Rarely have officials been so misguided. Fortunately, when the engineering team led by Harry Hillaker designed the F-16, it created a more robust aircraft than the “lightweight fighter mafia” had envisioned.

When delivery of F-16s began at Hill Air Force Base, Utah, in January 1979, we lived in a different world. The U.S. had only begun shaping strategy and doctrine to enable most war fighting to be done at night. The technology used in the newest combat aircraft was nearly all analog then: An F-16 pilot still relied on round dials.

The oldest F-16s in inventory, the sole F-16A block 15 and dozens of F-16C/D block 25s, 30s and 32s, still have analog instruments, nicknamed “steam gauges.” F-16C/D block 40/42s and 50/52s have digital instruments, or “glass cockpits.” In other respects, almost everything has changed.

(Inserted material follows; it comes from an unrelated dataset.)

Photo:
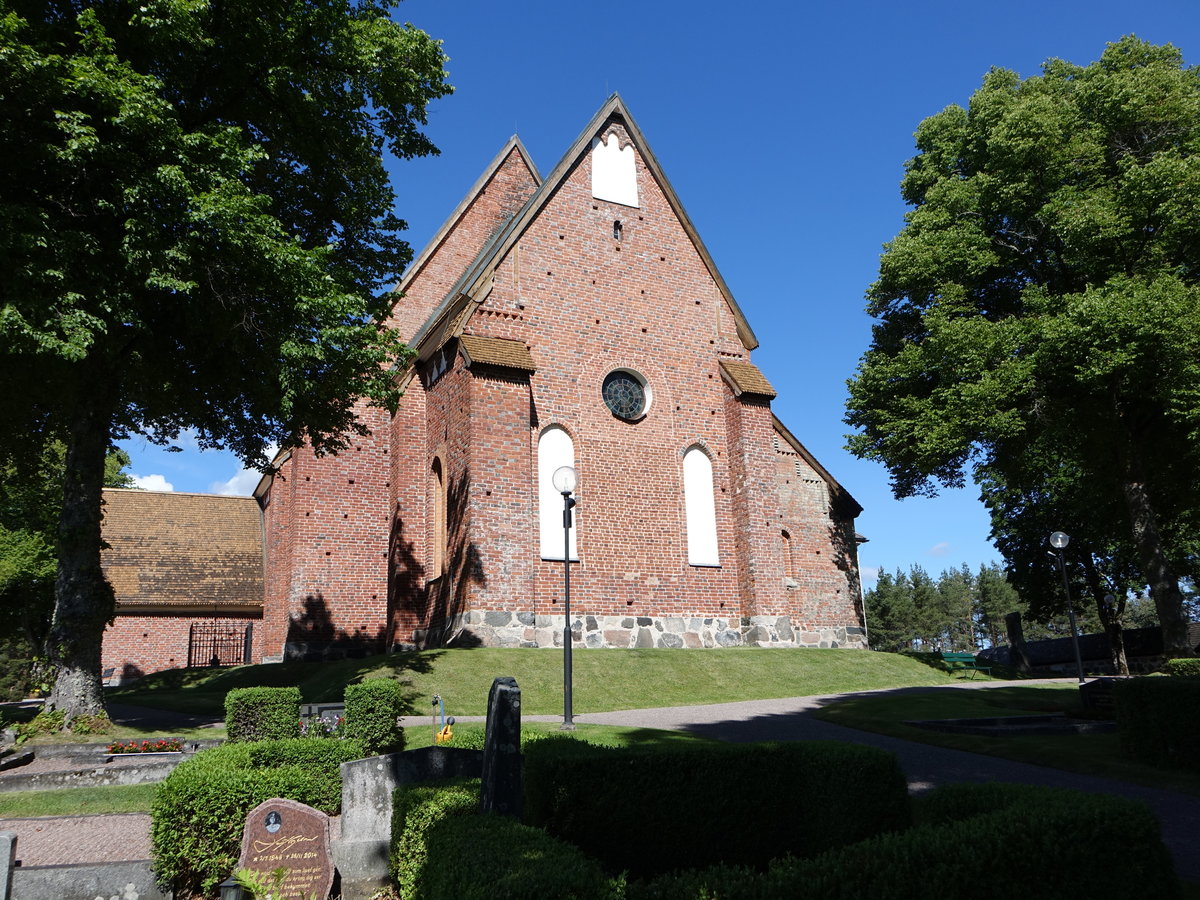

The 1984 introduction of the AN/AAQ-13 and -14 LANTIRN navigation and targeting pods in the F-16C/D block 40 model was a turning point. LANTIRN stands for “low altitude navigation and targeting infrared for night.” By the 1991 Persian Gulf War, when the F-16 airframe was no longer new, U.S. forces had completed the switch to fighting at night. Our decision to do battle during the nocturnal hours marks one of the most profound revolutions in the history of warfare.

Today, navigation pods are no longer needed and LANTIRN has given way to the AN/AAQ-28 Litening II and AN/AAQ-33 Sniper XR targeting pods on most F-16s and some other fighters. We can’t always pick where and when we fight, but our effectiveness during the hours of darkness remains a vital tool.

According to plans, and depending upon production of the F-35A Lightning II joint strike fighter, the F-16 fleet will drop to 1,086 aircraft by the end of 2012, with 646 in the active force, 381 in the Air National Guard and 59 in the Air Force Reserve.

As one of the few single-engine fighters in the world, the F-16 suddenly has a new selling point: Fuel prices have become a serious issue for the Air Force.

Yes, it is familiar, ubiquitous and older than some of its pilots and maintainers, but today’s F-16 is like new wine in an old bottle. It is a thing of quality.

And the F-16 Fighting Falcon has never received the accolade it deserves.